ELYRIA — Sam Mazzola, the controversial owner of the bear that fatally mauled a caretaker in August, has been charged with violating a state law that requires him to keep track of the animals he owns.
Mazzola, 48, is due in court on Wednesday for an initial appearance on the misdemeanor charge.
Jarod Roof, an investigator with the Ohio Department of Natural Resources Division of Wildlife, said that when Mazzola’s paperwork was inspected after Brent Kandra was mauled on Aug. 19, it was found not to be in order. Kandra died a few hours after he was attacked.
Owners of exotic animals who hold the same commercial license as Mazzola are required to keep track of animals they own that are native to Ohio. In Mazzola’s case that’s bears, raccoons and skunks.
“He’s properly licensed; he just didn’t keep proper records,” Roof said.
Mazzola didn’t deny Monday that his books may not have been in order. He placed the blame on new state regulations for keeping track of animals he said were imposed three years ago but were never fully explained.
“I didn’t know how to do it,” Mazzola said. “I thought I did — they said no.”
Deirdre Herbert, Kandra’s mother, said Mazzola should face charges if his paperwork wasn’t in order.
“This just kind of goes to show Mr. Mazzola’s track record with these animals,” Herbert said. “He’s not quite on the up-and-up.”
Mazzola declined to say what kind of exotic animals he keeps on his property, although he acknowledged having bears, skunks and raccoons.
In a bankruptcy filing earlier this year, Mazzola listed two white tigers, two Bengal tigers, an African lion, eight black bears and 12 grey wolves as his property.
Mazzola has said he had Iroquois, the bear that killed Kandra, euthanized after Kandra was attacked while feeding the bear at Mazzola’s North Marks Road compound in Columbia Township.
Mazzola is currently on probation on federal charges accusing him of illegally transporting bears for display and illegally selling skunks in 2007. In the wake of Kandra’s death, he was ordered to undergo mental health counseling, a requirement he said at the time he was happy to fulfill.
Kandra’s death remains under investigation by Lorain County sheriff’s deputies — who have forwarded the case to county Prosecutor Dennis Will — as well as the Ohio Bureau of Workers’ Compensation and the Occupational Safety and Health Administration.
On Monday, People for the Ethical Treatment of Animals, an organization that has long been a critic of Mazzola, sent a 13-page letter to OSHA officials asking them to cite Mazzola for failure to protect employees from the hazards at his compound.
PETA contends Kandra’s death would amount to a “willful” violation punishable by a fine of up to $70,000.
“Confined to cramped cages and denied everything that’s natural and important to them, including any semblance of a life, these bears become ticking time bombs,” said PETA Director Debbie Leahy. “Mazzola must be held accountable for repeatedly putting his workers at risk.”

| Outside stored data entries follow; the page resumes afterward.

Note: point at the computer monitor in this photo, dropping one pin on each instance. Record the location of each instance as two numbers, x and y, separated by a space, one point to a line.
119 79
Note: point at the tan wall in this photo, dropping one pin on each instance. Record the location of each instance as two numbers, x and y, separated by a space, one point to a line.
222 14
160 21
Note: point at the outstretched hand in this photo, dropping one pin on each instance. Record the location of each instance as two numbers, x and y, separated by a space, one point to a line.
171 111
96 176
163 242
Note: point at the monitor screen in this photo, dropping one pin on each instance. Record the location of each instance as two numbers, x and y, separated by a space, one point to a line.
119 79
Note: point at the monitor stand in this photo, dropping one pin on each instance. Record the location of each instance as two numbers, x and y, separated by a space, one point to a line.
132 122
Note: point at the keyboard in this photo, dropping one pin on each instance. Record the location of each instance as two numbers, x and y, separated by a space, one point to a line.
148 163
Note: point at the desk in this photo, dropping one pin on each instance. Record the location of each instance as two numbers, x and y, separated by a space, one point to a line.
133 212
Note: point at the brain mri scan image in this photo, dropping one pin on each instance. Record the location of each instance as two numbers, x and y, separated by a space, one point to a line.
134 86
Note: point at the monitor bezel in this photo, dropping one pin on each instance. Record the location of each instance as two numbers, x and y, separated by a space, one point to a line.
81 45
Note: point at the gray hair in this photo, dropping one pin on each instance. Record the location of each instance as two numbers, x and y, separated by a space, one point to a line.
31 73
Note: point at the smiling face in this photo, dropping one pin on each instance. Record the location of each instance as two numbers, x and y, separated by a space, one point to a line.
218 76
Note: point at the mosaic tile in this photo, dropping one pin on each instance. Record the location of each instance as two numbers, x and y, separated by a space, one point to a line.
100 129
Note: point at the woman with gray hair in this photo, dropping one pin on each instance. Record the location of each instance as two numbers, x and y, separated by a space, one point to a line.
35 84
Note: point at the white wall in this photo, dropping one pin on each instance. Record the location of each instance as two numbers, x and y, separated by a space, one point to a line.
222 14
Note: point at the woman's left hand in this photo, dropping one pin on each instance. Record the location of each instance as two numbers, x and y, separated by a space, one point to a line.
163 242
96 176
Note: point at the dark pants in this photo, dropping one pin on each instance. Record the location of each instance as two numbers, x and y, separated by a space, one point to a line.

Jule Hovi, director of OSHA’s Toledo office, said she received the letter and the investigation into Kandra’s death is continuing.
Mazzola contends he was not paying Kandra at the time of the attack and that Kandra was not an employee.
Whether or not Kandra was an employee is at the center of Workers’ Comp investigation because he would have been required to have workers’ compensation insurance if he had any employees.
Mazzola hasn’t had workers compensation coverage in several years.
Kandra’s family contends he did receive pay from Mazzola at times.
PETA argues that Kandra’s death could have been prevented had Mazzola used a protected-contact system, including barriers and shift cages so caretakers do not come into direct contact with the animals.
Protected contact eliminates direct contact between animals and their caretakers and is standard practice in captive-bear husbandry, according to PETA.
Mazzola said Monday he has “shift cages,” but Kandra made the decision himself to enter the bear’s cage and play with him.
“He wanted to play with the bear,” Mazzola said. “I played with two of them yesterday and had a great time — the bears enjoy the interaction.”
But PETA contends Mazzola should know the dangers of dealing with bears because he needed 2,000 stitches himself after a bear attack, and another employee of Mazzola’s stated that he had been bitten by every animal in Mazzola’s facility.
Mazzola said he still has “the same people coming here for years” helping him with the animals and they are not asked to do anything they don’t want to do.